One of the remaining “few good men” who served in World War II, who, as the Marines put it, “could extraordinarily and unconditionally handle themselves in the harsh severity of fighting in an active war zone,” my dad, John Gawel, will turn 100 years old on Jan. 30.
After a month in Okinawa, my dad’s unit moved south, where much of his platoon was lost in battle. He was one of the lucky ones, one of seven out of 66 in the company to survive the bloody campaign.
His own journey of life began when Woodrow Wilson was president. It must have been an amazing thing for him to live through and be able to witness so many changing times and crucial events that have unfolded in our great American history chapters.
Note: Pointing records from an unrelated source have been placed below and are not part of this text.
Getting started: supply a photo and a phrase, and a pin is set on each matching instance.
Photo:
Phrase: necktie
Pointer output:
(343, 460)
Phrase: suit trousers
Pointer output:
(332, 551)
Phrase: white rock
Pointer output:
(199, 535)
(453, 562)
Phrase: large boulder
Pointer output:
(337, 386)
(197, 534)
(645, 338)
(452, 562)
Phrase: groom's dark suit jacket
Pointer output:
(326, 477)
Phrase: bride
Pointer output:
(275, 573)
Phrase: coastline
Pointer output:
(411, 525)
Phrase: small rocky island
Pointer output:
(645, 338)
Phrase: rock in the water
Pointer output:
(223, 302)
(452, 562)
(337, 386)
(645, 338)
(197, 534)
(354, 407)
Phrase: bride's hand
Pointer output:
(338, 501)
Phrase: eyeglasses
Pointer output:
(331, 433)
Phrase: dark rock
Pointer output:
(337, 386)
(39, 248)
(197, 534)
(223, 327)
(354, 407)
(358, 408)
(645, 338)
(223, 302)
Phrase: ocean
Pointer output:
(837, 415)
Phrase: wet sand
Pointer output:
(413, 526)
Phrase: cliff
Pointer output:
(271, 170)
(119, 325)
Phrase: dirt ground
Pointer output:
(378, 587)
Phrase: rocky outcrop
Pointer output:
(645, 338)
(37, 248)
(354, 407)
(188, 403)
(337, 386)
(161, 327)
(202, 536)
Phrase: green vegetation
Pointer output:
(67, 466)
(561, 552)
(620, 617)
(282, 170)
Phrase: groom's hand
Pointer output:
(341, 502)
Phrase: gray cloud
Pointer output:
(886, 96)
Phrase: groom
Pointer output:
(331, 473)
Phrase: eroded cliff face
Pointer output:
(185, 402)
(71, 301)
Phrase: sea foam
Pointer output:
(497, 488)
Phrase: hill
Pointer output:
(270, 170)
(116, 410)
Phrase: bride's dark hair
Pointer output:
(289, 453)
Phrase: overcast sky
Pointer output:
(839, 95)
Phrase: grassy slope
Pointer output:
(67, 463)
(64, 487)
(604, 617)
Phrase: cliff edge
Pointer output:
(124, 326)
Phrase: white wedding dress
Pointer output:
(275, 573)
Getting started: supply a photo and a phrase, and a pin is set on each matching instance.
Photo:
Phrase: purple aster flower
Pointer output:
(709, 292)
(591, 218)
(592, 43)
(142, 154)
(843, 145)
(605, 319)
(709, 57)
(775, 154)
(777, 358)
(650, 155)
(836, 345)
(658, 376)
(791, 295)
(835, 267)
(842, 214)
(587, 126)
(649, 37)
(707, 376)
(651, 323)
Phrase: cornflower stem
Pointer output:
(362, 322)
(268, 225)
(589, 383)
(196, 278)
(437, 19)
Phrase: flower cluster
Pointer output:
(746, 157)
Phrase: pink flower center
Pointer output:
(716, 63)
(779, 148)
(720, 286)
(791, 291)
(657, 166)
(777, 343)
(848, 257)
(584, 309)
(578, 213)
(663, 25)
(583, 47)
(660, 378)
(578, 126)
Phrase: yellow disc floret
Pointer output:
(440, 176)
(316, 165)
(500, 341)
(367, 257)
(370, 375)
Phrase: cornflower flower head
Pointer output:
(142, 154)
Technology especially, and the huge changes it has brought about along with the vast increase in domestic crimes and the start of what became known as terrorism have often shocked and amazed him, as have the varied devastating catastrophic events occurring around the globe so frequently.
These in conjunction with the daily witnessing of changes in diverse and alternative lifestyles. As I sit mornings and view the “Today” show with him, I understand there is so much he just doesn’t get and quite comprehend anymore. He still states often how there was no president ever quite like Franklin Roosevelt, whom he truly did feel helped make this country great.
Dad still tries to make the effort to live each day to the fullest – not ever complaining about anything. Doing what he can with limitations, he does his best to somehow stay active mentally, and when he is able, physically – not so easy these days as he encounters troublesome stumbling blocks with his eyesight starting to fail him more and more, as is his hearing loss and in battling ongoing severe, crippling arthritis, all a part of getting old.
In recent years my heart has begun to palpitate faster as I come to the realization that Dad is yet another year older. I wonder if each birthday will be his last.
For I know “we are getting down to the wire,” the inevitable is coming, possibly sooner rather than later.
But still I cling to the now famous words expressed by the legendary Yogi Berra so long ago, “It ain’t over till it’s over.”
I see Dad some days quickly fading, like an early morning fog disappearing into the sunlight he loves, witnessing his mind and memory forever slipping away and I don’t know from one day to the next what I will encounter with him.
There are good days still intermingled with not so good ones. I know now more than ever before that each day of life is a gift.